Heart attack and stroke are life-threatening medical conditions that everyone is aware of. Heart disease is a leading cause of death in the U.S.; every year, 805,000 people have a heart attack, and in addition, 795,000 have a stroke.
A heart attack happens again in 200,000 people annually, while about 185,000 people, or nearly every fourth, will have a stroke again. (1-2) Medications called blood thinners can prevent another stroke or heart attack.
For these and other medical conditions or after surgery and immobility, blood thinners protect the body from dangerous blood clots that can be life-threatening. The positive effects have been clinically proven already. However, some patients might feel tired or dizzy while taking the medication. At first, this seems acceptable and self-manageable, yet it may signal the need for medical care.
This article explains these and other blood thinners’ possible side effects that can be serious. Keep reading to understand how blood thinners work, what you should do in case of an adverse event, and the daily practices that will help you live a safe life while on the treatment without fear.
Why Would One Need Blood Thinners?
Blood thinners are medications that don’t thin the blood. These medications, better explained as clot-preventing drugs, protect the body from dangerous blood clots.

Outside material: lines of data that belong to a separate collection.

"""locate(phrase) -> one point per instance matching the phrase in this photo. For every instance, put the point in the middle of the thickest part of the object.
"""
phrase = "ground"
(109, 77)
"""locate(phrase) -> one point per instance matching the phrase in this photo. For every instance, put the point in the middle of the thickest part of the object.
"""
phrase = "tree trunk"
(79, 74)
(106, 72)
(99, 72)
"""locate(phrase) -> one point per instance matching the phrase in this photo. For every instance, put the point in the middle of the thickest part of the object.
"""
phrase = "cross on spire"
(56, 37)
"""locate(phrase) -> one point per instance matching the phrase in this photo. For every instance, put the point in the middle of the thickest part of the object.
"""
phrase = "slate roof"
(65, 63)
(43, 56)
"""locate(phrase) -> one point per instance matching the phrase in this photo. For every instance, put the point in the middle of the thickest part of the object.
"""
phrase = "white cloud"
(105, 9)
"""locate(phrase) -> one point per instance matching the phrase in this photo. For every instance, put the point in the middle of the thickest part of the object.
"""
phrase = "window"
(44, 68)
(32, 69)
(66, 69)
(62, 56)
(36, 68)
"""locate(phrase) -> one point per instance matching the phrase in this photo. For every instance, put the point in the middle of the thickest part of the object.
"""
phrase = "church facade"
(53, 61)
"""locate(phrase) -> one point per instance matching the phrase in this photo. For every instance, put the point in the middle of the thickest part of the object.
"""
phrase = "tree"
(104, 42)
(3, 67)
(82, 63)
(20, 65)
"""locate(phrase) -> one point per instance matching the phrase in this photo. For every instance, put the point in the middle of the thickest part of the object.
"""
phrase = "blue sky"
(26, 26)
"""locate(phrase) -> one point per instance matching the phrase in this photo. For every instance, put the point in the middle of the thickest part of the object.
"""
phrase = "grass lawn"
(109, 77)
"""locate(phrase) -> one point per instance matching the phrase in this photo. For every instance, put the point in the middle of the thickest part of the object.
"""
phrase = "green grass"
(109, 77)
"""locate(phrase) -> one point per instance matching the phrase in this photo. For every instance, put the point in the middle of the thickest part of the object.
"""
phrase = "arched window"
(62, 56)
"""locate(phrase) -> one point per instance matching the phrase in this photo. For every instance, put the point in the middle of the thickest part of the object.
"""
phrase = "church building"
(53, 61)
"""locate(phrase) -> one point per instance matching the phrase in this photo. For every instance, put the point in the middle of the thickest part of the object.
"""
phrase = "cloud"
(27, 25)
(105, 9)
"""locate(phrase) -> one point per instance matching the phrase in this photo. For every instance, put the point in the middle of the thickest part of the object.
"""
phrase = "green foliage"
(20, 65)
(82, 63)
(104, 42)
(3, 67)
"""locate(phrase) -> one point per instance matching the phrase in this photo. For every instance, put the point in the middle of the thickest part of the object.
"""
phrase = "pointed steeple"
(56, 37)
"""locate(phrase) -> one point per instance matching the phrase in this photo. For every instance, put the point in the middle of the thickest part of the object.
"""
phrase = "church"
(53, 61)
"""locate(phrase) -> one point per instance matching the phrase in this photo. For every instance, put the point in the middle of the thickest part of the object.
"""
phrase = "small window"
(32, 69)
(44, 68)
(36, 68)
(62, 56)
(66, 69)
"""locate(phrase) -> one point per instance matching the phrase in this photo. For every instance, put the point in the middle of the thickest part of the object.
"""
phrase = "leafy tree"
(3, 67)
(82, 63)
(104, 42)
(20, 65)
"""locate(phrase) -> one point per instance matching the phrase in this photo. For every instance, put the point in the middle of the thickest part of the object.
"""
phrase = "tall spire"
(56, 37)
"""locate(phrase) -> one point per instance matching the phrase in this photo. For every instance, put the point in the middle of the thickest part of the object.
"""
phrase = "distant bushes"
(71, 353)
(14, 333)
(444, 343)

Good and Dangerous Blood Clots
Blood clots form when an injury occurs, and the bleeding should be stopped. The damaged cells send signals for making clots from blood cells, platelets (cell fragments), and fibrin (a protein) at the place of injury. The spleen gets the signal and releases platelets that travel to the wound within the bloodstream. (3)
Platelets put the damaged sides closer to repair and activate fibrin. Fibrin is a long and sticky protein that forms a fibrin clot which aims to hold blood cells. This is how good blood clots are formed in healthy individuals and protect the body from bleeding to death.
In other cases, the body makes abnormally more blood clots than needed or where they shouldn’t be formed. These blood clots can be dangerous when they come in: (4)
Deep veins (deep vein thrombosis-DVT) in the lower leg, thigh, or pelvis. Clots can block the vein and damage the leg;
Lungs (pulmonary embolism) from the leg; there, a clot can get stuck in an artery. This can damage the lung tissues, and the body will not get oxygen as needed;
Brain, where blood clots can block or plug a blood vessel (ischemic stroke) or a blood vessel breaks and cause bleeding (hemorrhagic stroke); (5) (6)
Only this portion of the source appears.